NVIDIA CEO Jensen Huang publicly criticized OpenAI this week, signaling rising tensions between former partners as the AI boom drives customers to build custom chips, redraw alliances, and challenge NVIDIA’s dominance in computing hardware.
The comments mark a rare public fracture in a relationship that helped fuel the generative AI surge, with OpenAI relying on Nvidia’s powerful graphics processing units while Nvidia benefited from soaring demand driven by large language models.
According to sources, NVIDIA CEO Jensen Huang expressed dissatisfaction with OpenAI’s recent strategic direction, reflecting concerns inside Nvidia that key customers are moving to reduce reliance on its chips. Neither company disclosed details of private discussions.
The shift underscores a broader industry trend in which AI developers, cloud providers, and chipmakers increasingly compete across once-clear boundaries. What began as cooperation is now evolving into rivalry as companies seek more control over costs, performance, and long-term strategy.
Jensen Huang Flags Strain as Partners Turn Potential Rivals
For years, Nvidia and OpenAI operated in a mutually reinforcing cycle. OpenAI used Nvidia GPUs to train and run models such as GPT-4, while Nvidia’s data center business expanded rapidly on the back of AI demand.
That balance is changing. OpenAI has explored developing custom AI chips, a move that would lessen dependence on Nvidia’s H100 and upcoming B100 processors. Similar efforts are underway at Google, Amazon, and Meta, all aiming to bring more of the AI stack in-house.
“Huang’s concern is not personal but structural,” said Patrick Moorhead, an independent semiconductor analyst. “When your biggest customers start designing their own silicon, it’s a clear signal the market is shifting.”
OpenAI’s close partnership with Microsoft, which has invested more than $13 billion in the company, adds another layer of complexity. Microsoft both relies on Nvidia hardware and competes with Nvidia-backed customers in AI services.
Custom Chips and Cost Pressures Reshape AI Competition
The financial stakes are enormous. NVIDIA CEO Jensen Huang reported data center revenue of $130.5 billion in 2025, driven largely by AI workloads, making it the world’s most valuable semiconductor company by market capitalization.
That dominance has also encouraged customers to seek alternatives. Training and operating frontier AI models costs hundreds of millions of dollars, creating strong incentives for efficiency gains through custom silicon or optimized software.
OpenAI’s shift from a nonprofit research lab to a capped-profit company has sharpened its focus on economics, analysts said. More efficient models and hardware could reduce computing needs and curb future demand growth for Nvidia’s highest-end chips.
“Cost control is existential for AI labs at this scale,” said Stacy Rasgon, a Bernstein analyst. “Custom chips are one lever, even if they take years to materialize.”

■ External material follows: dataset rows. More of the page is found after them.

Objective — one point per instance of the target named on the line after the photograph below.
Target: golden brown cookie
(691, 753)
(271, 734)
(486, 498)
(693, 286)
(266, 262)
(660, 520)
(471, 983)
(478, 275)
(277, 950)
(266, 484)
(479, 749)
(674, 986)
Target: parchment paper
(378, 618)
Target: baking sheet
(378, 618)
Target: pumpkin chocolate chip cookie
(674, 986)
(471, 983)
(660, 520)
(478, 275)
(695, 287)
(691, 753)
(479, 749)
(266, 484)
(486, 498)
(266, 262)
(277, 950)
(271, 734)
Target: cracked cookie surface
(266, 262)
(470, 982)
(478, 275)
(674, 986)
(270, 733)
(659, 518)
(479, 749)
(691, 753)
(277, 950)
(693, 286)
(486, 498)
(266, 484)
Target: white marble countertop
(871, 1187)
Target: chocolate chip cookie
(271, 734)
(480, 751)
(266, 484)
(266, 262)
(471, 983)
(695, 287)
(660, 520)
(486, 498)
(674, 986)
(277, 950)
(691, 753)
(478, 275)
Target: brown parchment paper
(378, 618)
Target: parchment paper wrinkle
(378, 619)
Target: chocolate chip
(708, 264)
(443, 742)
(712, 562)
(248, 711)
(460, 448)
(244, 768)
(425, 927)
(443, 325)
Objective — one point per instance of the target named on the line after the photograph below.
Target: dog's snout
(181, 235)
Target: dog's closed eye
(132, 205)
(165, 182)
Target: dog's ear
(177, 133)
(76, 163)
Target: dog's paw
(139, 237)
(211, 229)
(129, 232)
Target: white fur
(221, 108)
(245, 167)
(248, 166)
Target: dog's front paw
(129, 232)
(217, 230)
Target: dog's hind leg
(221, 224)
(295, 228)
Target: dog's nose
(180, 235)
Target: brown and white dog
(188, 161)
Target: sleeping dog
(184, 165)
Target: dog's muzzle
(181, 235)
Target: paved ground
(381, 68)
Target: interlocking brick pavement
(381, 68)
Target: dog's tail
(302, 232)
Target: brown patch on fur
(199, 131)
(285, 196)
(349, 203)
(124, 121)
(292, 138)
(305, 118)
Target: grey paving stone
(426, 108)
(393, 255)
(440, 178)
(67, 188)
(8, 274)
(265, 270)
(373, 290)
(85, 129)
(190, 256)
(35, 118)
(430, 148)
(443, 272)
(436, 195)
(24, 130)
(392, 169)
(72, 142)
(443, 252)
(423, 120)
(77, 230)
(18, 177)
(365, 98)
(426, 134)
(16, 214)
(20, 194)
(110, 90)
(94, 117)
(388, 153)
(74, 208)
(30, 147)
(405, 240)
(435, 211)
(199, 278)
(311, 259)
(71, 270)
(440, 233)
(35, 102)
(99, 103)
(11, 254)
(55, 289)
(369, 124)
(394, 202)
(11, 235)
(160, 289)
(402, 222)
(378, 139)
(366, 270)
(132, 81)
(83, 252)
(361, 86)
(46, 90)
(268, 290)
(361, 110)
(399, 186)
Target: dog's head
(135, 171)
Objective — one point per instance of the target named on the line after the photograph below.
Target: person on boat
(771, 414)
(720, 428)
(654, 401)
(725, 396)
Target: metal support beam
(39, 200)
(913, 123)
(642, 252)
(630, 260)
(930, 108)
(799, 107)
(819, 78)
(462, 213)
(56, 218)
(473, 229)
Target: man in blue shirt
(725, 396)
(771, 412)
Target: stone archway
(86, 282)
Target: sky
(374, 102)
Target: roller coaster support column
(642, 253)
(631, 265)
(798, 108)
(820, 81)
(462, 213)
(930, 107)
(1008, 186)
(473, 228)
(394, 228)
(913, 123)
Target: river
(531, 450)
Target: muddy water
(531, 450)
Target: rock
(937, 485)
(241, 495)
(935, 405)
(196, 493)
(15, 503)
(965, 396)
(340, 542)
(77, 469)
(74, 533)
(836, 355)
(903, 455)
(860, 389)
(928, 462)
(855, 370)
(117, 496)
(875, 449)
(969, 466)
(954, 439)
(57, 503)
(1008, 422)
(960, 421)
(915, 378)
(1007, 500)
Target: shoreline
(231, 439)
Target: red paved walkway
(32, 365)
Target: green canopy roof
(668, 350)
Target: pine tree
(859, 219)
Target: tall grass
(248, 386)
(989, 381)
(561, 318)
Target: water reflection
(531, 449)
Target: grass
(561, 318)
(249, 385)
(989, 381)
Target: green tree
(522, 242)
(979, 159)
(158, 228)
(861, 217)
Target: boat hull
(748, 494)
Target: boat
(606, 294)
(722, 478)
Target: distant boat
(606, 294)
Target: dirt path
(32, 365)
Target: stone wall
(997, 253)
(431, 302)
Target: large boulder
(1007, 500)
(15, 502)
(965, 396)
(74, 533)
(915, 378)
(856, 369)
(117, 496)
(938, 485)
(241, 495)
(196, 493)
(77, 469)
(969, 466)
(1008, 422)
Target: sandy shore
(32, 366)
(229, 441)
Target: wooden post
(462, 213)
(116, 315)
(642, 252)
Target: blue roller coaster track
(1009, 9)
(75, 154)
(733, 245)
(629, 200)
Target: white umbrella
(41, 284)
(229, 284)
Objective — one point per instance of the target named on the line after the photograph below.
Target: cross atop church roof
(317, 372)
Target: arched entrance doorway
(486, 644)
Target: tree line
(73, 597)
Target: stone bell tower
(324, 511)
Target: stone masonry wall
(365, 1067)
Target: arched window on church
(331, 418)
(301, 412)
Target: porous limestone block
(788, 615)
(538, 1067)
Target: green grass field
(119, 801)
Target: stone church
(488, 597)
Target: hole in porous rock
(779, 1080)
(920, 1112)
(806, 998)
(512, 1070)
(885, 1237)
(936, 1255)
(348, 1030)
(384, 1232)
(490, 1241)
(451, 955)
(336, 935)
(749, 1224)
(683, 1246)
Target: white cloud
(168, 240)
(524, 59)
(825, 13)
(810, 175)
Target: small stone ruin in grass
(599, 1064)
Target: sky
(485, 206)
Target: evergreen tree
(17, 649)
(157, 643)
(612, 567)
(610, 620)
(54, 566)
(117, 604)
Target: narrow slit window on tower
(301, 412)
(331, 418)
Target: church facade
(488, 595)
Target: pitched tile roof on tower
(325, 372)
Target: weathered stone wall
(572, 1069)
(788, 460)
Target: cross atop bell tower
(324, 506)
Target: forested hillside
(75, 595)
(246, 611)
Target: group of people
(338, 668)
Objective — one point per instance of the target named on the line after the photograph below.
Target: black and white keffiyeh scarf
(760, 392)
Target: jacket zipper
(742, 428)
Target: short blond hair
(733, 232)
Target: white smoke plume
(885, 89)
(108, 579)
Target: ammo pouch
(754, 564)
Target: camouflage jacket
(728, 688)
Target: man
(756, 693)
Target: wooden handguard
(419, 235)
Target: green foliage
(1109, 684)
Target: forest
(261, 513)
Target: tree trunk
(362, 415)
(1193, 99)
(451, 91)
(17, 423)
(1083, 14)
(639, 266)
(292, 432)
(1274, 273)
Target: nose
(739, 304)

Industry Faces Fragmentation as Stakes and Scrutiny Rise
The dispute reflects deeper forces reshaping the AI industry. Massive capital spending, tighter supply chains, and rising regulatory scrutiny are pushing companies toward vertical integration and consolidation.
At the same time, open-source AI models from companies such as Meta and Mistral are gaining traction, often running on a wider range of hardware. That trend could weaken pricing power across both models and infrastructure.
NVIDIA is responding by expanding its software ecosystem, including CUDA and AI development tools, to make switching away from its platform more difficult. It is also diversifying its customer base beyond large AI labs to enterprises and governments building domestic AI capabilities.
Despite the tension, analysts say Nvidia and OpenAI remain interdependent. Custom chips take years to develop, and Nvidia cannot afford to alienate a marquee customer that helped validate its AI strategy.
“The relationship is strained, not broken,” Moorhead said. “But it shows the era of easy collaboration in AI is ending.”
The public nature of NVIDIA CEO Jensen Huang’s remarks suggests the industry’s power structure is still in flux, with competition intensifying as the AI market matures and partnerships give way to guarded coexistence.